With the IEEPA levies — a foundation of bilateral trade negotiations between the US and its trading partners over the past few months — deemed unlawful by the court, some US trading partners would seek to renegotiate their deals or rethink their investment commitments in the US.
However, the Taiwan-US Agreement on Reciprocal Trade signed with Washington earlier this month has little to do with the IEEPA tariffs, because the deal mainly concerns Section 232 and covers tariffs applicable to Taiwan’s key industries, such as semiconductors and electronics. In addition, Taiwan was the first country to reach an agreement with the US under Section 232, with tariffs on Taiwanese goods down to 15 percent, which is what the market is most concerned about.
Therefore, the government must not misjudge the situation. The US Supreme Court’s decision would not bring relief. Instead, the US is seeking to institutionalize economic security into its trade policy, as Section 301 and 232 investigations could target specific sectors more precisely and yield longer effects than IEEPA’s broad-brush approach. Once institutionalized, it would be a permanent, structural change, and not a matter of any particular US president’s personal whims, with scrutiny and restrictions on labor conditions, pricing fairness and other elements all likely to increase in the medium to long term.

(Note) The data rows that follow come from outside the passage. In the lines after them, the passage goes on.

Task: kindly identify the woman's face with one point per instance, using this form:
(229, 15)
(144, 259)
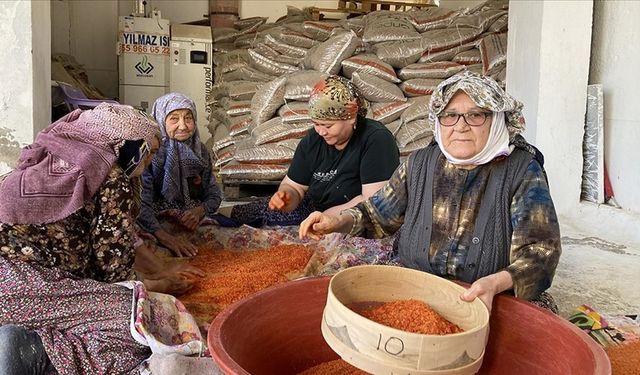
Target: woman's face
(336, 133)
(180, 124)
(146, 160)
(461, 140)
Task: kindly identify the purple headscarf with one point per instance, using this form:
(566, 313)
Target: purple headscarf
(176, 160)
(68, 161)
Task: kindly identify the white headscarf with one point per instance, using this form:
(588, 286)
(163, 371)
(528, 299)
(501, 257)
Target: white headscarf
(497, 143)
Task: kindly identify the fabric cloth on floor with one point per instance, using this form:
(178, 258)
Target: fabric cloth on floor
(83, 324)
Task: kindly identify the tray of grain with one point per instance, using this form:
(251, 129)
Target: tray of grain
(381, 349)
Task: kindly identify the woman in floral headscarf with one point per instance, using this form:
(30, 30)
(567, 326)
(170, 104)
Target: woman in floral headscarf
(473, 206)
(343, 161)
(180, 183)
(67, 234)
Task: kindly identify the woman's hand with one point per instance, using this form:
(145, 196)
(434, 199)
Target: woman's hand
(487, 287)
(177, 245)
(280, 200)
(318, 224)
(191, 218)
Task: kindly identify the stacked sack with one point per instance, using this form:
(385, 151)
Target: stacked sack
(396, 59)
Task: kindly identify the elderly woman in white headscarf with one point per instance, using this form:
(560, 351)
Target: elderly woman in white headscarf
(180, 182)
(472, 206)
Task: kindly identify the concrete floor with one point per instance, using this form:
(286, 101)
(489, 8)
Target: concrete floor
(597, 268)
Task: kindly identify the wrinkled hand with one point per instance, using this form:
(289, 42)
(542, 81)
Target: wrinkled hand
(179, 246)
(483, 288)
(317, 225)
(191, 218)
(280, 200)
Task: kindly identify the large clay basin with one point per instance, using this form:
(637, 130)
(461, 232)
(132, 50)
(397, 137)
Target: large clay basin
(277, 331)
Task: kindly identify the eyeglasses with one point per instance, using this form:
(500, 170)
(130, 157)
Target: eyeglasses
(471, 118)
(142, 152)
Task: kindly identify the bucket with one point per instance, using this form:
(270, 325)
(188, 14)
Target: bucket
(277, 331)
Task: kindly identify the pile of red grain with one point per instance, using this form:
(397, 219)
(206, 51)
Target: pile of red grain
(233, 275)
(625, 358)
(337, 367)
(411, 316)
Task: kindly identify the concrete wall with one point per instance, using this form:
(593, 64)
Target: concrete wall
(25, 98)
(615, 61)
(549, 60)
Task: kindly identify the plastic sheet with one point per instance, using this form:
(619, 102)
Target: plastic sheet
(267, 100)
(328, 56)
(419, 86)
(376, 89)
(430, 70)
(369, 64)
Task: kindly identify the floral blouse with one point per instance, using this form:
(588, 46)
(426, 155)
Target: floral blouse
(457, 194)
(95, 242)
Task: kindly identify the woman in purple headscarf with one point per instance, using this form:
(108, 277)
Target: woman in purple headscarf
(180, 183)
(67, 234)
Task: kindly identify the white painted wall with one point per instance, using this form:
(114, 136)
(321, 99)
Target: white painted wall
(25, 98)
(549, 60)
(615, 63)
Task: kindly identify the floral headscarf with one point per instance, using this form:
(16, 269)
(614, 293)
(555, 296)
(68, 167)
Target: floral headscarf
(485, 92)
(176, 160)
(335, 98)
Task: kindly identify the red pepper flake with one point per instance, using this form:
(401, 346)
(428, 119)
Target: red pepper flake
(411, 316)
(625, 358)
(233, 275)
(337, 367)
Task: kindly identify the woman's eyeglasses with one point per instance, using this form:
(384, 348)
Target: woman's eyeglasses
(471, 118)
(135, 161)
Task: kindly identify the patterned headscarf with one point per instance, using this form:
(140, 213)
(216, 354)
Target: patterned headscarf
(335, 98)
(68, 161)
(485, 92)
(176, 160)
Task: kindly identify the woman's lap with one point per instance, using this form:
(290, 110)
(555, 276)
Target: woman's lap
(83, 324)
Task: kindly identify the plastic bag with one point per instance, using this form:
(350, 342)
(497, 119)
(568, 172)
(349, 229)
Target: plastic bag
(300, 84)
(370, 64)
(275, 130)
(419, 86)
(328, 56)
(294, 112)
(419, 109)
(430, 70)
(267, 99)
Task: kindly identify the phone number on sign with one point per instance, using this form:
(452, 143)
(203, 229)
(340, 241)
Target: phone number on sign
(141, 48)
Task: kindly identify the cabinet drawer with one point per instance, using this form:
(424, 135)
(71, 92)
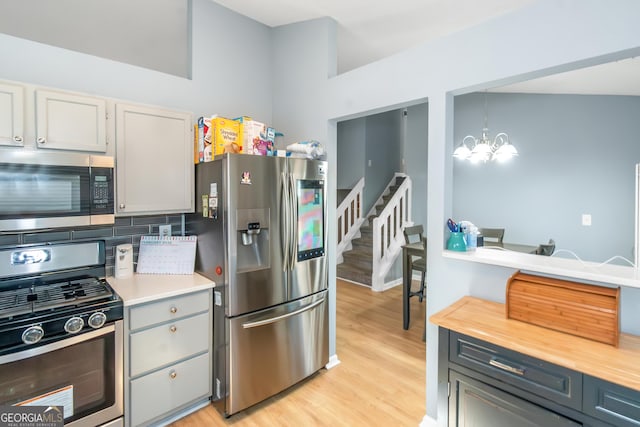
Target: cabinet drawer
(544, 379)
(473, 403)
(612, 403)
(160, 392)
(168, 309)
(169, 342)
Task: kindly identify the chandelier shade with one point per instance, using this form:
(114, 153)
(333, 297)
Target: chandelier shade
(484, 149)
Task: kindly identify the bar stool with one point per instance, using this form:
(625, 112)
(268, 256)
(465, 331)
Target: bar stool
(414, 234)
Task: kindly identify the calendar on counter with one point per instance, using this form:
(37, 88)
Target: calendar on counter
(167, 255)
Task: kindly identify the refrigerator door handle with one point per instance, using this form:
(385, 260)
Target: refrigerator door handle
(293, 243)
(284, 221)
(282, 316)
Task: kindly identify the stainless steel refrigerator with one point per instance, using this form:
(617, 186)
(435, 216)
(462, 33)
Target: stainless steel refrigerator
(261, 224)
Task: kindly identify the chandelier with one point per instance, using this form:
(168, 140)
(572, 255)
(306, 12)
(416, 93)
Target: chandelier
(483, 148)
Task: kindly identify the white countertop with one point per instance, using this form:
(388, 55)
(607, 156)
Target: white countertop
(596, 272)
(141, 288)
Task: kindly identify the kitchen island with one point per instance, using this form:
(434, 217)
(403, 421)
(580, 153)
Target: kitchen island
(505, 369)
(168, 343)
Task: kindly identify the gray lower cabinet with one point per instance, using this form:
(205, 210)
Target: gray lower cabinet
(492, 386)
(474, 403)
(167, 358)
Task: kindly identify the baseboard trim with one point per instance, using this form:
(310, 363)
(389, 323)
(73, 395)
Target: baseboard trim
(427, 421)
(333, 362)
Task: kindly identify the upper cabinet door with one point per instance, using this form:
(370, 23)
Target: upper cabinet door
(11, 115)
(154, 161)
(70, 122)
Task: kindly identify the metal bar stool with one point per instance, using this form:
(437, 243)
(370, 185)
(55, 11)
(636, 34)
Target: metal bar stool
(412, 235)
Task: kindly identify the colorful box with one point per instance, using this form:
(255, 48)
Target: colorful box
(225, 134)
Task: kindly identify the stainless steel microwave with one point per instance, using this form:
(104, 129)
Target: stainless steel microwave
(50, 189)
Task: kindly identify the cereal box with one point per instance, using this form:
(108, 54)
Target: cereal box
(225, 134)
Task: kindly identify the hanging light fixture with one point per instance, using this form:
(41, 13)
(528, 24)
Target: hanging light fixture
(483, 149)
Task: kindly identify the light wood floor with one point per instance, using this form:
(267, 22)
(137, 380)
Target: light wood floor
(379, 382)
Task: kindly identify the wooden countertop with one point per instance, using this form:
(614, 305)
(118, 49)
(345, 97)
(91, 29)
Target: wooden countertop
(487, 321)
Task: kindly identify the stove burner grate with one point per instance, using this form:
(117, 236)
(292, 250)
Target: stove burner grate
(15, 302)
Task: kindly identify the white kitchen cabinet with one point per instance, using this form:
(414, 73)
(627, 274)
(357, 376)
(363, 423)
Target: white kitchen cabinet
(67, 121)
(154, 161)
(167, 357)
(11, 115)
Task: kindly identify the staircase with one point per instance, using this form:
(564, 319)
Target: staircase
(382, 229)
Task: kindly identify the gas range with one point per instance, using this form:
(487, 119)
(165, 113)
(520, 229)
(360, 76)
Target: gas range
(52, 292)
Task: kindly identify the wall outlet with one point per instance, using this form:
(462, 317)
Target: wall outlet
(164, 231)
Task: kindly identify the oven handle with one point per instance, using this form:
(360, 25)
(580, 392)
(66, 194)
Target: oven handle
(25, 354)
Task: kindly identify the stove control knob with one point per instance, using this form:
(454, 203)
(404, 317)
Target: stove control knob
(74, 325)
(97, 319)
(32, 334)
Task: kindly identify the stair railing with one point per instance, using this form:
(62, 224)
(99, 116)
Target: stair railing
(350, 218)
(387, 231)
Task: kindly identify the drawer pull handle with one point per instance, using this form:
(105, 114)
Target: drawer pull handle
(505, 367)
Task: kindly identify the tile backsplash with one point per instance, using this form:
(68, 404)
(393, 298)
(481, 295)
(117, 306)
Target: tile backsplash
(124, 230)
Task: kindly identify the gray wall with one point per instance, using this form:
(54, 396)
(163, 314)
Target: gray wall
(351, 159)
(154, 34)
(415, 155)
(577, 155)
(383, 153)
(370, 147)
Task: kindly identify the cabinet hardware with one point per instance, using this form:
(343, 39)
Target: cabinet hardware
(505, 367)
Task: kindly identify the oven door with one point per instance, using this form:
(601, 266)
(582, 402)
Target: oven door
(82, 373)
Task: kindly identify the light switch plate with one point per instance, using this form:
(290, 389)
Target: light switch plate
(164, 231)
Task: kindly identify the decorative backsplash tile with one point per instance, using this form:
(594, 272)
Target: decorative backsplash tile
(124, 230)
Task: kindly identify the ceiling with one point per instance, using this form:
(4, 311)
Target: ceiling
(369, 31)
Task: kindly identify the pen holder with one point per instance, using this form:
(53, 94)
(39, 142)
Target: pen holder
(456, 242)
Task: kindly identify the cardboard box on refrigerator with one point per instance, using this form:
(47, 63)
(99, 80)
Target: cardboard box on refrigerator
(225, 135)
(255, 137)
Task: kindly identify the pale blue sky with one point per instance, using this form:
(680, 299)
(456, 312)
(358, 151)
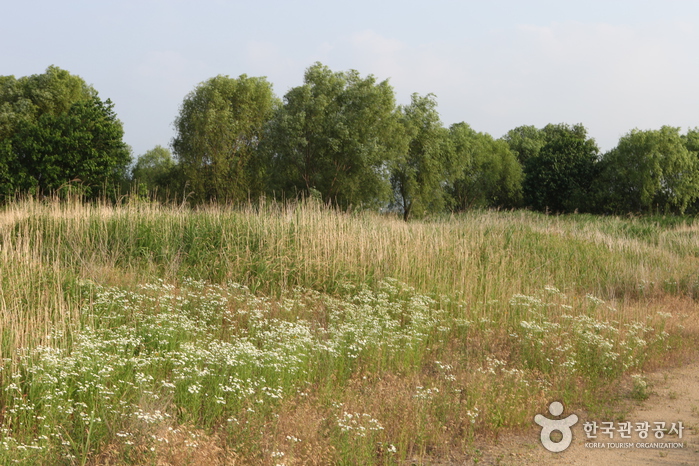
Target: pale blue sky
(611, 65)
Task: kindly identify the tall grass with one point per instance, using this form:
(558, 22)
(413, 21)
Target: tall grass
(296, 334)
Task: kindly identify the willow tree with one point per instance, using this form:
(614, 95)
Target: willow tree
(650, 170)
(56, 133)
(219, 129)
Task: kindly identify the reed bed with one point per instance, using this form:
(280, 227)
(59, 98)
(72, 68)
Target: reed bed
(297, 334)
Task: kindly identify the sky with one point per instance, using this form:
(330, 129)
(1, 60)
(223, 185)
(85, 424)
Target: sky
(612, 65)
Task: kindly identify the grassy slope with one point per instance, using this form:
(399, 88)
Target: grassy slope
(303, 335)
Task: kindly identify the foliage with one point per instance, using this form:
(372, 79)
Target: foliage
(525, 142)
(219, 128)
(489, 174)
(559, 178)
(300, 347)
(337, 134)
(83, 145)
(650, 170)
(418, 176)
(156, 171)
(55, 131)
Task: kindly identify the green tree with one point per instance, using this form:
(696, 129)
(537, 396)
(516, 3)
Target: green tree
(56, 131)
(219, 129)
(155, 170)
(525, 142)
(419, 175)
(337, 135)
(650, 170)
(489, 174)
(83, 145)
(559, 178)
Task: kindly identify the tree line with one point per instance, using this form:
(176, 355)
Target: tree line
(339, 137)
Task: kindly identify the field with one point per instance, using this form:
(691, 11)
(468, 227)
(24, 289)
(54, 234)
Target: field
(296, 334)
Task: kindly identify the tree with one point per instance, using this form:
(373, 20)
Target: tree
(419, 175)
(155, 170)
(650, 170)
(219, 129)
(489, 174)
(55, 130)
(559, 178)
(83, 145)
(337, 134)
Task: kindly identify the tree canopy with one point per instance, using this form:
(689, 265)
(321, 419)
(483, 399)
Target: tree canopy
(54, 131)
(651, 170)
(419, 173)
(219, 128)
(559, 177)
(337, 135)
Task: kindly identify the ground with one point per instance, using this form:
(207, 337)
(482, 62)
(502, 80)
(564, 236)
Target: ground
(674, 398)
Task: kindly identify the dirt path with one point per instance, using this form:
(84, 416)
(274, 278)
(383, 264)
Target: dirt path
(674, 399)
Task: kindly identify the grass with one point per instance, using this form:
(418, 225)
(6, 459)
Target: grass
(294, 334)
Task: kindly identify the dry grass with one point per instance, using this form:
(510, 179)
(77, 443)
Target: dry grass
(481, 282)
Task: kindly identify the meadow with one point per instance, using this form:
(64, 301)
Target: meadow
(296, 334)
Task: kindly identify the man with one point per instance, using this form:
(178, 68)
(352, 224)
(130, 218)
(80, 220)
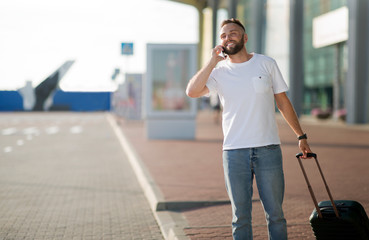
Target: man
(247, 85)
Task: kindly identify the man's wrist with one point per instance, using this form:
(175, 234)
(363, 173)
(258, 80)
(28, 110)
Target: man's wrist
(303, 136)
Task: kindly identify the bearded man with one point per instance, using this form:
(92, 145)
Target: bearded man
(248, 85)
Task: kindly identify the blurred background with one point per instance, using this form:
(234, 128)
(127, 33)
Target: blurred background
(95, 47)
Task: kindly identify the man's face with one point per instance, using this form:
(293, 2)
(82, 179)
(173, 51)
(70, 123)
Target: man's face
(233, 38)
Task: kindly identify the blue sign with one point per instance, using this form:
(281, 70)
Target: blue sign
(127, 48)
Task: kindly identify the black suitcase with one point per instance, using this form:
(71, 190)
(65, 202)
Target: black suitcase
(336, 220)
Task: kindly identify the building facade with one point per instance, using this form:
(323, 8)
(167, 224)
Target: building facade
(330, 81)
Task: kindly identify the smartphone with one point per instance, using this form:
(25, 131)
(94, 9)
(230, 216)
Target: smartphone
(223, 54)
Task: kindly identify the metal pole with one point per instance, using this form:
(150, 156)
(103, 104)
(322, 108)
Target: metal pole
(296, 61)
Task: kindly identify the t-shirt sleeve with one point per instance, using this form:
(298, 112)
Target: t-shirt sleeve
(279, 85)
(211, 84)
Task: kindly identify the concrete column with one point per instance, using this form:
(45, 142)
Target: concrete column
(357, 84)
(296, 69)
(256, 36)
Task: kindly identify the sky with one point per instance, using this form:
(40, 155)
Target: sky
(38, 36)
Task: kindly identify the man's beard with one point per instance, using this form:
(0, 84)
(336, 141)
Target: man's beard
(236, 48)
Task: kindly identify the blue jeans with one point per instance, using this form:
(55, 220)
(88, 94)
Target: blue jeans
(240, 166)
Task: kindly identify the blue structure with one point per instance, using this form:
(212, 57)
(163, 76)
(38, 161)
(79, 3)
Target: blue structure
(63, 101)
(10, 101)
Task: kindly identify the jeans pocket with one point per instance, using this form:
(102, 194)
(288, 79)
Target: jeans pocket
(272, 146)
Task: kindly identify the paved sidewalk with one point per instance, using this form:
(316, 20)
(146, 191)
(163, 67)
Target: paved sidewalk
(65, 176)
(188, 175)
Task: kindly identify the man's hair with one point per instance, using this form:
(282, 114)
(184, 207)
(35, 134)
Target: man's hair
(232, 20)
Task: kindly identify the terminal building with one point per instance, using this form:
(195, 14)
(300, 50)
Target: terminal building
(327, 78)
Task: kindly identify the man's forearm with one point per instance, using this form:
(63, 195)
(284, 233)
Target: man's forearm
(197, 85)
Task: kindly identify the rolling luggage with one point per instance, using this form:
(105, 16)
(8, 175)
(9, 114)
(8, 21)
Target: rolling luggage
(336, 219)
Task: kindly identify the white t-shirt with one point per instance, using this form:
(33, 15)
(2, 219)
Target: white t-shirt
(246, 91)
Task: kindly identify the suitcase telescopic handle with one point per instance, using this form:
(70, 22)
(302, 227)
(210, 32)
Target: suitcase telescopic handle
(313, 155)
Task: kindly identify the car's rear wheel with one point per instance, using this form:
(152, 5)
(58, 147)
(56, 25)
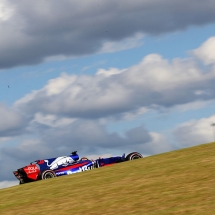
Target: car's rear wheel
(47, 174)
(133, 156)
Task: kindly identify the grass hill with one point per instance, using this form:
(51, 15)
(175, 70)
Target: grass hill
(178, 182)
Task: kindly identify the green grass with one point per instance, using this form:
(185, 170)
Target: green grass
(178, 182)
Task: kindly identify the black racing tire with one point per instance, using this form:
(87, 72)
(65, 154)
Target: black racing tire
(133, 156)
(47, 174)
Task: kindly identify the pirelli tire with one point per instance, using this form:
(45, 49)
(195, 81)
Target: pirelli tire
(47, 174)
(133, 156)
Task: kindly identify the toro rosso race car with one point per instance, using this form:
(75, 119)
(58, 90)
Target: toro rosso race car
(65, 165)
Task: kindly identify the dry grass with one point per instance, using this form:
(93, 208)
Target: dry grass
(179, 182)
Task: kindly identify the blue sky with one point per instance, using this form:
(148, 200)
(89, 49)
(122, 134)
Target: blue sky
(104, 78)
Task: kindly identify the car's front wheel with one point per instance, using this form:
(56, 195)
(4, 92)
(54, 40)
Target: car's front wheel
(133, 156)
(47, 174)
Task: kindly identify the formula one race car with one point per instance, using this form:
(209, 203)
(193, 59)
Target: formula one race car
(65, 165)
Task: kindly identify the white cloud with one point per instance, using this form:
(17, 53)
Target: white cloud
(153, 83)
(127, 43)
(6, 10)
(195, 132)
(206, 51)
(11, 123)
(70, 29)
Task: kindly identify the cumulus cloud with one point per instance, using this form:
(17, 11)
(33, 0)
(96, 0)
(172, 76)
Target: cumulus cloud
(12, 123)
(153, 83)
(206, 51)
(195, 132)
(43, 29)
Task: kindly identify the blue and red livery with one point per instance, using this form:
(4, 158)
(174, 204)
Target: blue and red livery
(66, 165)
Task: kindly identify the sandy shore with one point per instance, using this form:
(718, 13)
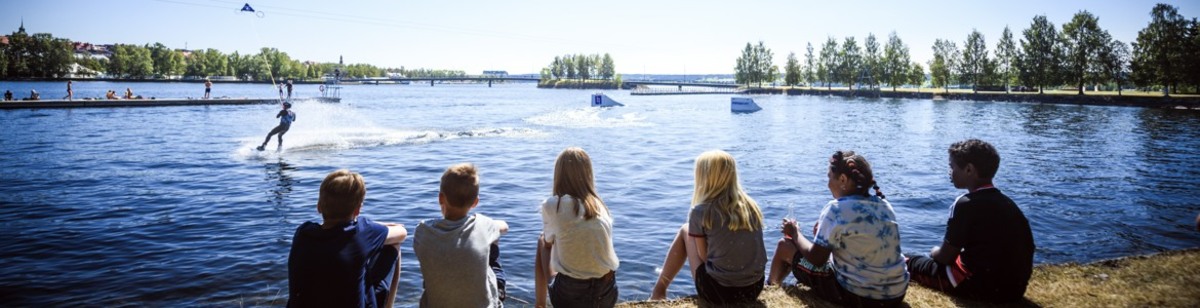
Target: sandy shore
(1164, 279)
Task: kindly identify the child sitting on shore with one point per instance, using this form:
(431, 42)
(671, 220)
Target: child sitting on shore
(453, 249)
(723, 239)
(988, 249)
(347, 260)
(576, 240)
(859, 231)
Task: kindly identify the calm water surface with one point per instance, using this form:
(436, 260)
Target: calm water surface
(171, 206)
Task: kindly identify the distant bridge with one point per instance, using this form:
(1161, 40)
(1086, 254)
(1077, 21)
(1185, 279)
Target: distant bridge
(634, 83)
(435, 79)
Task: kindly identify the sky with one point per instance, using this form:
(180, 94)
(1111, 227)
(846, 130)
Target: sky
(657, 37)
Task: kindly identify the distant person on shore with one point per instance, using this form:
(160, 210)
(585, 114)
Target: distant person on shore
(855, 255)
(988, 249)
(723, 239)
(208, 89)
(459, 253)
(347, 260)
(576, 240)
(286, 118)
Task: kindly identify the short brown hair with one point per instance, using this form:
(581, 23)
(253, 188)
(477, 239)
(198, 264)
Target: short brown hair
(341, 194)
(460, 185)
(978, 152)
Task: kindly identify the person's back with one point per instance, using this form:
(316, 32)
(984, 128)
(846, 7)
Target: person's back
(456, 252)
(865, 241)
(327, 266)
(997, 243)
(347, 260)
(454, 261)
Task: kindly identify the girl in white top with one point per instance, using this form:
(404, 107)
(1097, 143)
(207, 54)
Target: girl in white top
(576, 241)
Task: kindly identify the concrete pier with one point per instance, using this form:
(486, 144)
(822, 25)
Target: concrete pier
(151, 102)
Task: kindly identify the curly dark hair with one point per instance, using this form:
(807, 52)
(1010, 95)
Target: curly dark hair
(857, 169)
(979, 154)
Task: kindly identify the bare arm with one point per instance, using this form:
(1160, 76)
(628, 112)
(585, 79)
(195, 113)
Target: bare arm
(396, 234)
(946, 254)
(816, 254)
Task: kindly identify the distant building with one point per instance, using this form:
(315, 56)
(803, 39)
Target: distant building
(496, 73)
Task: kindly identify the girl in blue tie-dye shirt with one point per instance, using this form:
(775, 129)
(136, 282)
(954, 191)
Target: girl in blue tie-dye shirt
(855, 254)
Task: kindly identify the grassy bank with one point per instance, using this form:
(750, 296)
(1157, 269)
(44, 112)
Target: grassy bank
(1165, 279)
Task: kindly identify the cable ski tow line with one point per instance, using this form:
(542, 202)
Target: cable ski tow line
(247, 10)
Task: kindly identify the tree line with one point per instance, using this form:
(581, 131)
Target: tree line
(42, 55)
(1080, 54)
(580, 66)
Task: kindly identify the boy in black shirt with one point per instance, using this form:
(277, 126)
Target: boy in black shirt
(988, 249)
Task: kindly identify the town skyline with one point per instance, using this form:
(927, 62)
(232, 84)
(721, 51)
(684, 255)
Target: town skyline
(658, 38)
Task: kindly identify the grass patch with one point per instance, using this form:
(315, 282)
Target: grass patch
(1164, 279)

Clearly, the US Supreme Court’s decision shifts the balance of power back to the US Congress from the White House, but it does not change Washington’s trade agenda. Rather, it seems to broaden its policy toolkit. For Taiwan, the court’s ruling has somewhat increased trade uncertainty, but the conditions for exports to the US secured through the Taiwan-US Agreement on Reciprocal Trade remain largely intact. Still, Taipei must enhance its exchanges with Washington and further diversify its global markets to limit the impact of potential long-term risks from US tariff policy.